Department of Psychology, Paris-Lodron-University of Salzburg, Hellbrunner Straße 34, 5020, Salzburg, Austria.
Centre for Cognitive Neuroscience, Paris-Lodron-University of Salzburg, Salzburg, Austria.
Behav Res Methods. 2024 Mar;56(3):1551-1582. doi: 10.3758/s13428-023-02109-1. Epub 2023 May 23.
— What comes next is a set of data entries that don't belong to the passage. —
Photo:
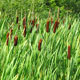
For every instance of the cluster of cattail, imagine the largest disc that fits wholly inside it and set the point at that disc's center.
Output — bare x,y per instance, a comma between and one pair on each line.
51,20
11,30
15,40
24,31
39,44
47,26
17,19
69,51
33,23
55,26
24,21
24,25
69,26
7,38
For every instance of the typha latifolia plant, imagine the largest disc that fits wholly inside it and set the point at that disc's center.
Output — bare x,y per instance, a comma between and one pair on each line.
39,44
17,19
69,52
24,31
11,31
56,22
47,25
24,21
7,38
51,20
37,26
15,40
69,26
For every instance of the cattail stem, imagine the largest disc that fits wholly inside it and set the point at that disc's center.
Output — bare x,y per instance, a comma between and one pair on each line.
24,32
69,26
24,21
17,20
11,30
7,37
55,26
39,44
51,20
47,26
15,40
69,52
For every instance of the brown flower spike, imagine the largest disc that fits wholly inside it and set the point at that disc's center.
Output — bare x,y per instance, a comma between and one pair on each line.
24,21
15,40
69,26
7,37
39,44
11,30
47,26
55,26
24,32
69,51
51,20
33,22
17,19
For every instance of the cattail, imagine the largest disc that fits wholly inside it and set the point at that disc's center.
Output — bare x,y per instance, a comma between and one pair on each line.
24,32
11,30
51,20
47,26
15,40
17,19
31,29
55,26
39,44
7,37
69,26
30,21
37,26
63,21
24,21
18,27
69,50
33,22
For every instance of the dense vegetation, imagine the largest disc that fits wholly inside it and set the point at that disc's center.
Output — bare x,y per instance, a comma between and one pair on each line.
39,40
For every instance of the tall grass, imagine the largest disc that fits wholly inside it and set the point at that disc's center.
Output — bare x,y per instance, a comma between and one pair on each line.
25,62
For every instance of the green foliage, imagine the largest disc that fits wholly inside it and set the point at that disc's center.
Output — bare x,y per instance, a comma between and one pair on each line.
25,62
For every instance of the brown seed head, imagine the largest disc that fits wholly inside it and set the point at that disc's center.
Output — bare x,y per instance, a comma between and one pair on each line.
17,19
69,50
47,26
39,44
24,21
24,32
15,40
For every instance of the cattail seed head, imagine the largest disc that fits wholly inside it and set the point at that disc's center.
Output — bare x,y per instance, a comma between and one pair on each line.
63,21
17,19
47,26
69,26
69,51
24,21
33,22
15,40
51,20
24,31
7,39
37,27
55,26
18,27
39,44
11,30
7,36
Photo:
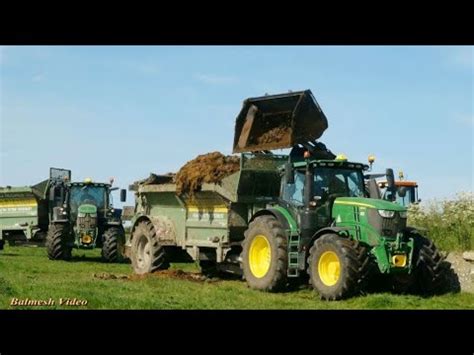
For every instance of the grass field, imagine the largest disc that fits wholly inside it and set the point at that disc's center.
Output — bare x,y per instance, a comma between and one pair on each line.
26,272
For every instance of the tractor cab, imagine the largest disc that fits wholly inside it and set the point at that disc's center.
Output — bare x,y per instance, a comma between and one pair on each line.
87,193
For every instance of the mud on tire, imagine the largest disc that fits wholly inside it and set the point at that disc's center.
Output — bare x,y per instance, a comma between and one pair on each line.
113,245
354,266
147,255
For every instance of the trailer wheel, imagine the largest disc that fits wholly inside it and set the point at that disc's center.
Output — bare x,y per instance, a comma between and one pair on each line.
338,267
209,268
56,242
265,255
113,245
430,268
147,254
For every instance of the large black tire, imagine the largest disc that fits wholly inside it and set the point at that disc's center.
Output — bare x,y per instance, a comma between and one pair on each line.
147,255
265,238
57,242
113,245
338,267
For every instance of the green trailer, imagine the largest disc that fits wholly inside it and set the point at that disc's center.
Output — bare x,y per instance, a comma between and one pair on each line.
284,219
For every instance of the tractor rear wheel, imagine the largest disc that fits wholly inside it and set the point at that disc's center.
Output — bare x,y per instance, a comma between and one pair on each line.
147,254
337,266
57,242
265,255
113,245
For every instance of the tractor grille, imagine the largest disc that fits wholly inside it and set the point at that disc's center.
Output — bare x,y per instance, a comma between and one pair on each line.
388,227
87,222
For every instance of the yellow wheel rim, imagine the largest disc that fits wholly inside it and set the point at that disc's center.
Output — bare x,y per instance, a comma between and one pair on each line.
260,256
329,268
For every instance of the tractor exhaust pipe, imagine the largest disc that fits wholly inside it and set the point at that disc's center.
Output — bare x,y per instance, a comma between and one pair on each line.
278,122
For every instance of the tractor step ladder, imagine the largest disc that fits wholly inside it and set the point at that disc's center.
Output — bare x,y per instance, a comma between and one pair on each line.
293,255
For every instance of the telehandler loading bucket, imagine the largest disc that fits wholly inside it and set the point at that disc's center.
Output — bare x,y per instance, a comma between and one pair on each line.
278,121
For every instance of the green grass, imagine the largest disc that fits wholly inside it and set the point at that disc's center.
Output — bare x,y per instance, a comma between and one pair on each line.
27,273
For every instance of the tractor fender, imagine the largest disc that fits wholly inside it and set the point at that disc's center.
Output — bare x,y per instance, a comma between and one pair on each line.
286,220
164,228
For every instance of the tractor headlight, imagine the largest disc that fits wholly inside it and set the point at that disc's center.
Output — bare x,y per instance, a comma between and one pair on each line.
386,213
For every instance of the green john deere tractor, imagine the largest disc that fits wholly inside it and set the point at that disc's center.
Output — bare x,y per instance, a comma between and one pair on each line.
84,218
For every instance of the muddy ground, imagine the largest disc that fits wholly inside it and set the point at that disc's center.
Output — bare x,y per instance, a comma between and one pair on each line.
207,168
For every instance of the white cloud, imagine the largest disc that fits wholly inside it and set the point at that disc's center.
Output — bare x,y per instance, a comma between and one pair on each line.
38,77
463,57
216,79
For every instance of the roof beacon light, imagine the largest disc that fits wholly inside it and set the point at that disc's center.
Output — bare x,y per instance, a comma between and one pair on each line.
341,157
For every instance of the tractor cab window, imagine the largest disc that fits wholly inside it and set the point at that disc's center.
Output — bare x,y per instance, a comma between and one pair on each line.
346,182
87,194
407,198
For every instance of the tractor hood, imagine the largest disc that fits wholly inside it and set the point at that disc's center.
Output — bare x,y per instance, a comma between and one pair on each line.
369,203
87,209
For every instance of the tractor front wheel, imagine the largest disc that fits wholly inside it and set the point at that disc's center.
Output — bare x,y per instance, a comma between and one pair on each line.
113,246
431,270
57,242
147,254
265,255
337,266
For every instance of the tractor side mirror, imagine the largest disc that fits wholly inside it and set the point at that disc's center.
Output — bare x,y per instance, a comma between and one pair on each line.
123,195
289,173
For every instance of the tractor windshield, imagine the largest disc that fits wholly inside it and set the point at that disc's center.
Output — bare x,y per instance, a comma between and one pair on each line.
347,182
87,194
327,181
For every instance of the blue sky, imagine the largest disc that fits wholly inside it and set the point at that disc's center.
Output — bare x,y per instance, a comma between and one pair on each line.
130,110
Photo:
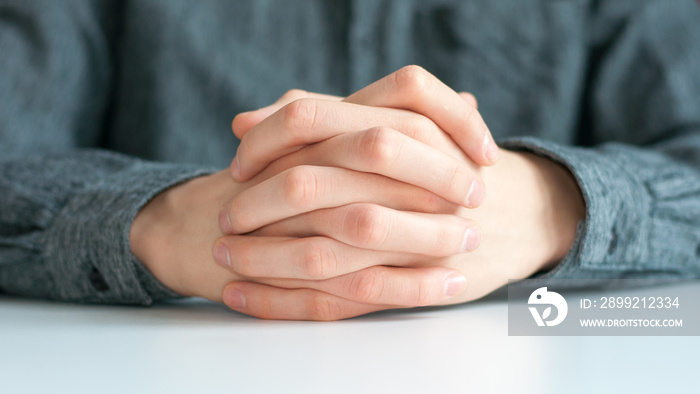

Reaction time (RT) data are often pre-processed before analysis by rejecting outliers and errors and aggregating the data. In stimulus-response compatibility paradigms such as the approach-avoidance task (AAT), researchers often decide how to pre-process the data without an empirical basis, leading to the use of methods that may harm data quality. To provide this empirical basis, we investigated how different pre-processing methods affect the reliability and validity of the AAT. Our literature review revealed 108 unique pre-processing pipelines among 163 examined studies. Using empirical datasets, we found that validity and reliability were negatively affected by retaining error trials, by replacing error RTs with the mean RT plus a penalty, and by retaining outliers. In the relevant-feature AAT, bias scores were more reliable and valid if computed with D-scores; medians were less reliable and more unpredictable, while means were also less valid. Simulations revealed bias scores were likely to be less accurate if computed by contrasting a single aggregate of all compatible conditions with that of all incompatible conditions, rather than by contrasting separate averages per condition. We also found that multilevel model random effects were less reliable, valid, and stable, arguing against their use as bias scores. We call upon the field to drop these suboptimal practices to improve the psychometric properties of the AAT. We also call for similar investigations in related RT-based bias measures such as the implicit association task, as their commonly accepted pre-processing practices involve many of the aforementioned discouraged methods. HIGHLIGHTS: • Rejecting RTs deviating more than 2 or 3 SD from the mean gives more reliable and valid results than other outlier rejection methods in empirical data • Removing error trials gives more reliable and valid results than retaining them or replacing them with the block mean and an added penalty • Double-difference scores are more reliable than compatibility scores under most circumstances • More reliable and valid results are obtained both in simulated and real data by using double-difference D-scores, which are obtained by dividing a participant's double mean difference score by the SD of their RTs.
反应时间 (RT) 数据在分析前通常要经过预处理,包括剔除异常值和错误值并对数据进行聚合。在趋近回避任务 (AAT) 等刺激-反应相容性范式中,研究人员在没有经验依据的情况下决定如何预处理数据,导致使用了可能损害数据质量的方法。为了提供这种经验依据,我们研究了不同的预处理方法如何影响 AAT 的可靠性和有效性。我们的文献综述在 163 项研究中发现了 108 种独特的预处理管道。使用经验数据集,我们发现保留错误试验、用平均 RT 加惩罚值替换错误 RT 以及保留异常值会降低 AAT 的有效性和可靠性。在相关特征 AAT 中,如果使用 D 分数计算偏差得分,则偏差得分的可靠性和有效性更高;中位数的可靠性更低且更不可预测,均值的有效性也更低。模拟结果表明,如果将所有相容条件的单个聚合与所有不相容条件的聚合进行对比来计算偏差得分,那么偏差得分的准确性可能较低,而不是对每个条件的平均值进行对比。我们还发现,多层模型随机效应的可靠性、有效性和稳定性较差,不建议将其作为偏差得分使用。我们呼吁该领域摒弃这些次优实践,以提高 AAT 的心理计量特性。我们还呼吁对相关的基于 RT 的偏差测量方法进行类似的研究,因为它们普遍接受的预处理实践涉及许多上文提到的不推荐的方法。 亮点: • 在经验数据中,与从平均值偏离 2 或 3 个标准差以上的 RT 相比,使用其他异常值剔除方法得到的结果更可靠、更有效。 • 与保留错误试验或用该试验的组块平均值加一个额外的惩罚值替换错误试验相比,剔除错误试验得到的结果更可靠、更有效。 • 在大多数情况下,双差分数比相容性分数更可靠。 • 在模拟数据和真实数据中,通过使用双差 D 分数(将参与者的双平均差分数除以其 RT 的标准差)可以获得更可靠、更有效的结果。